History

United States
- Name: USS Torry
- Namesake: Torry, an island off Lake Okeechobee
- Builder: Ingalls Shipbuilding Corporation, Decatur, Alabama
- Laid down: 1944
- Launched: 1944
- Completed: 1944
- Acquired: 22 February 1947
- Commissioned: 5 July 1947
- In service: 1944
- Reclassified: AKL-11, 31 March 1949
- Stricken: 29 January 1952
- Fate: transferred to Department of the Interior, 29 January 1952

General characteristics
- Class & type: Camano-class cargo ship
- Type: Light Cargo Ship
- Tonnage: 620 GRT
- Displacement: 414 tons(lt); 940 tons(fl);
- Length: 177 ft
- Beam: 32 ft
- Draft: 10 ft
- Propulsion: Two 500 hp GM Cleveland Division 6-278A 6-cyl V6 diesel engines, twin screws
- Speed: 12 knots
- Complement: 26 officers and enlisted

= USS Torry =

Cargo ship of the United States Navy

USS Torry (AKL-11) was a Camano-class cargo ship of the United States Navy. During World War II, she previously served as the United States Army Transport FS-394. After being acquired by the United States Navy, the ship was commissioned as USS Torry (AG-140), but was later reclassified as a light cargo ship. On 29 January 1952, she was transferred to the Department of the Interior and was sold to Socony-Mobil in 1961. The ship was successively sold to several companies before becoming a fishing vessel and was scuttled in 2015 off the coast of Delaware as an artificial reef.

== Service history ==
FS-394, a Design 381 coastal freighter of the United States Army, was built during 1944 by Ingalls Shipbuilding and commissioned on 14 December in the same year. She was manned by United States Coast Guard personnel and her first commander was Lieutenant H.J. Whitmore, a Coast Guard reservist. FS-394 operated in the Asiatic-Pacific Theater. On 22 February 1947, she was acquired by the United States Navy at Subic Bay. The ship was named Torry and designated AG-140 on 3 April 1947. Torry was commissioned at Guam on 5 July 1947. After August, she operated in the Mariana Islands and the Caroline Islands, performing logistic duties. On 31 March 1949, she was reclassified as AKL-11.
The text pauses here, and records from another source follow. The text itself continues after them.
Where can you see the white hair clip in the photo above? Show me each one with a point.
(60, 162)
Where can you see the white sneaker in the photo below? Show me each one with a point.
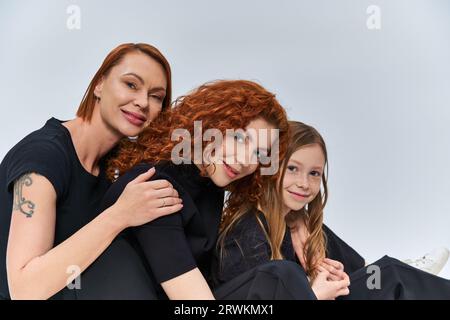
(432, 262)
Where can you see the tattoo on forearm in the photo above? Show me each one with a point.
(20, 203)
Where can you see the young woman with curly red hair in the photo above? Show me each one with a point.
(287, 223)
(170, 257)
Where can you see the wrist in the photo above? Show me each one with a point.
(115, 219)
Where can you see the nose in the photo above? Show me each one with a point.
(302, 181)
(244, 155)
(141, 101)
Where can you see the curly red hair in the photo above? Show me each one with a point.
(222, 104)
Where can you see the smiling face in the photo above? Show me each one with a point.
(241, 152)
(131, 94)
(303, 176)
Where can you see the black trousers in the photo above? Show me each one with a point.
(275, 280)
(119, 273)
(397, 281)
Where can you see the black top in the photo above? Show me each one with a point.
(50, 152)
(177, 243)
(246, 247)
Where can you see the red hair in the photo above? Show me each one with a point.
(86, 108)
(223, 104)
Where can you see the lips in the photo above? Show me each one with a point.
(232, 173)
(299, 196)
(134, 118)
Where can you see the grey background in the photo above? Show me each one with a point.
(379, 97)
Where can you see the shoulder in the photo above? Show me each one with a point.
(45, 152)
(250, 226)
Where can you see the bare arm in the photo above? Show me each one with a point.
(36, 269)
(188, 286)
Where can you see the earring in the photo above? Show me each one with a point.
(116, 174)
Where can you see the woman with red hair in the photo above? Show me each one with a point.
(286, 222)
(249, 126)
(54, 179)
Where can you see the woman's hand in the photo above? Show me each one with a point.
(327, 289)
(335, 268)
(143, 201)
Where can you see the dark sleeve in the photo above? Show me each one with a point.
(338, 250)
(44, 157)
(245, 247)
(163, 241)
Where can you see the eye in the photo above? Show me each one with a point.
(292, 168)
(262, 154)
(156, 97)
(131, 85)
(316, 173)
(239, 137)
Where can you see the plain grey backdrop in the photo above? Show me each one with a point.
(380, 97)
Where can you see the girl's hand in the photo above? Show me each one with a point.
(326, 289)
(143, 201)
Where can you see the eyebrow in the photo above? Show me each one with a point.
(142, 81)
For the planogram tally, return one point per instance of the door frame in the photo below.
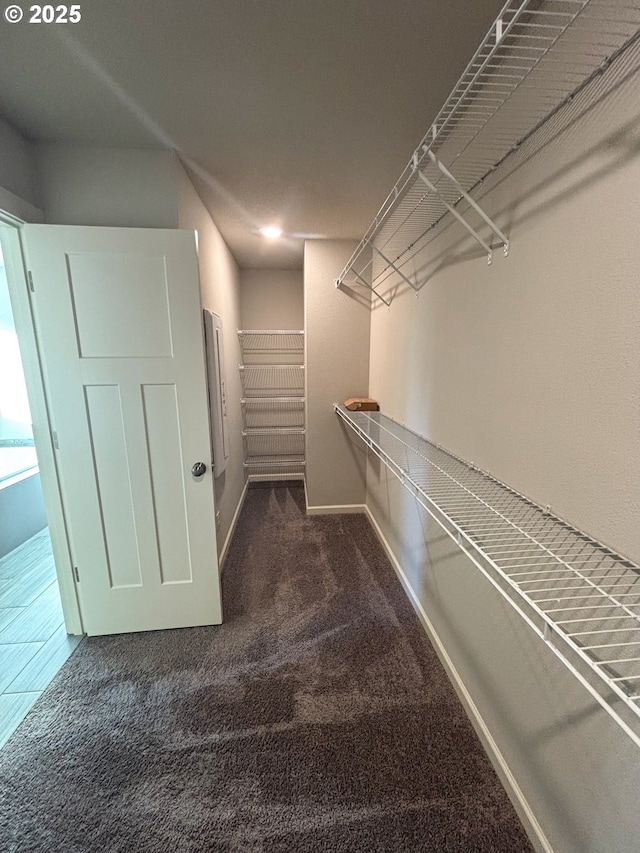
(20, 296)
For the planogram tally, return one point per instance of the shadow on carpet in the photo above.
(317, 718)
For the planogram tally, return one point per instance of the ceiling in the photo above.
(300, 112)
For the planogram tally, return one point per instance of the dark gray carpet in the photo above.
(317, 718)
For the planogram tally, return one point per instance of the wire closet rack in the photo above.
(536, 57)
(579, 596)
(273, 401)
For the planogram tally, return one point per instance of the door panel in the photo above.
(118, 319)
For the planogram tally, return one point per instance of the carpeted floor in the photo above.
(317, 718)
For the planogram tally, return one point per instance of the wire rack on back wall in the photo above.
(273, 402)
(536, 57)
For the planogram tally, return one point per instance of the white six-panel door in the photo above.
(120, 332)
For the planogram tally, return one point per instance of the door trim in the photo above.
(25, 328)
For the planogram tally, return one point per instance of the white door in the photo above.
(120, 333)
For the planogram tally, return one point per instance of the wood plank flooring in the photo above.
(33, 640)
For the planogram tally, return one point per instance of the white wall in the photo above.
(531, 369)
(272, 299)
(125, 187)
(337, 366)
(220, 290)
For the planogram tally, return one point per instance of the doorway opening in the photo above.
(33, 639)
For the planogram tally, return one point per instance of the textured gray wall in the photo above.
(17, 169)
(531, 369)
(122, 187)
(22, 512)
(220, 291)
(272, 299)
(337, 349)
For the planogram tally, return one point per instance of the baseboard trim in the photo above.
(232, 527)
(514, 792)
(350, 509)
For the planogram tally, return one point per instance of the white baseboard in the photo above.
(232, 527)
(336, 509)
(514, 792)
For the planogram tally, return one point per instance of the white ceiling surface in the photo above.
(301, 112)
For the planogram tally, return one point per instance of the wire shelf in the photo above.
(581, 597)
(263, 341)
(269, 443)
(272, 380)
(273, 412)
(537, 55)
(283, 464)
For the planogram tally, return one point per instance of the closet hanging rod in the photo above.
(536, 57)
(243, 332)
(475, 510)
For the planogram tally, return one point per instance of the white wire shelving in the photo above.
(273, 412)
(536, 57)
(576, 594)
(273, 403)
(270, 340)
(272, 380)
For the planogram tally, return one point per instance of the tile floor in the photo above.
(33, 641)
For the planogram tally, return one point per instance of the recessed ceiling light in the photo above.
(271, 232)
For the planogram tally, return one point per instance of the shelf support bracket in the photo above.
(339, 282)
(393, 266)
(458, 216)
(471, 202)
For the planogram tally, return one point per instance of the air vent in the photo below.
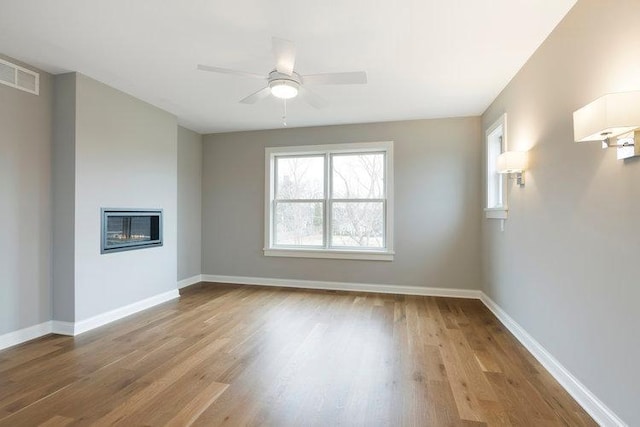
(18, 77)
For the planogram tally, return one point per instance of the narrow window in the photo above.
(496, 201)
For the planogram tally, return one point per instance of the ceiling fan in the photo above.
(284, 83)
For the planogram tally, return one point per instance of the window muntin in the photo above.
(329, 198)
(496, 143)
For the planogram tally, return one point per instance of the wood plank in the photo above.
(249, 355)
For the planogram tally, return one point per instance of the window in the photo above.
(496, 135)
(330, 201)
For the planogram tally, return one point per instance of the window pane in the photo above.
(358, 176)
(357, 224)
(299, 224)
(300, 177)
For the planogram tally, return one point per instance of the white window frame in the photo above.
(496, 134)
(374, 254)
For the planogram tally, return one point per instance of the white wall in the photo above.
(565, 268)
(189, 203)
(25, 205)
(437, 204)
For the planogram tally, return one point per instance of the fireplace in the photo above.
(128, 229)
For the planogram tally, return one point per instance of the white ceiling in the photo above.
(424, 58)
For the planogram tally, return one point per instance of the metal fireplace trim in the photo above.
(105, 213)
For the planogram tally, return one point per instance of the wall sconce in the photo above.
(513, 162)
(613, 119)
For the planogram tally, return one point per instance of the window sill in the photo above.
(496, 213)
(332, 254)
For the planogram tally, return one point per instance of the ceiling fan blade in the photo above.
(311, 98)
(228, 71)
(256, 96)
(285, 53)
(349, 78)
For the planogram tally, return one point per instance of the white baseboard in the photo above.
(189, 281)
(62, 328)
(18, 337)
(598, 410)
(73, 329)
(344, 286)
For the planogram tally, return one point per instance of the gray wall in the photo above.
(437, 204)
(565, 267)
(111, 150)
(64, 187)
(25, 205)
(126, 157)
(189, 203)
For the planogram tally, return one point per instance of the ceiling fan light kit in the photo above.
(285, 83)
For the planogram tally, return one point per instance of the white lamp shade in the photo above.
(284, 89)
(607, 117)
(511, 162)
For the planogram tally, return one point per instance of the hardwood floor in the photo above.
(234, 355)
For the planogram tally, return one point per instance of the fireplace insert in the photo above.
(128, 229)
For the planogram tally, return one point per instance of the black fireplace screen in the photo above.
(124, 230)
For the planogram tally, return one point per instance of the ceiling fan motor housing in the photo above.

On 24 July 1951, she was loaned to the Department of the Interior at Guam. The transfer was made permanent and Torry was struck on 29 January 1952. Serving with the Department of the Interior, she provided transport in the Trust Territory of the Pacific Islands. In 1961, she was sold to Socony-Mobil and transferred to American MARC in 1963. She was finally transferred to the Western Offshore Drilling and Exploration Company in 1965. At an unknown date, the ship was sold to Omega Protein and was gutted for use as a menhaden fishing vessel. While a fishing vessel, she was renamed Shearwater. The vessel was sold to the state of Delaware for used as an artificial reef and in 2015 was scuttled off the state's coast by Delaware Department of Natural Resources contractors Coleen Marine. **

  - This is wrong. Shearwater was FS-411 / AG-177.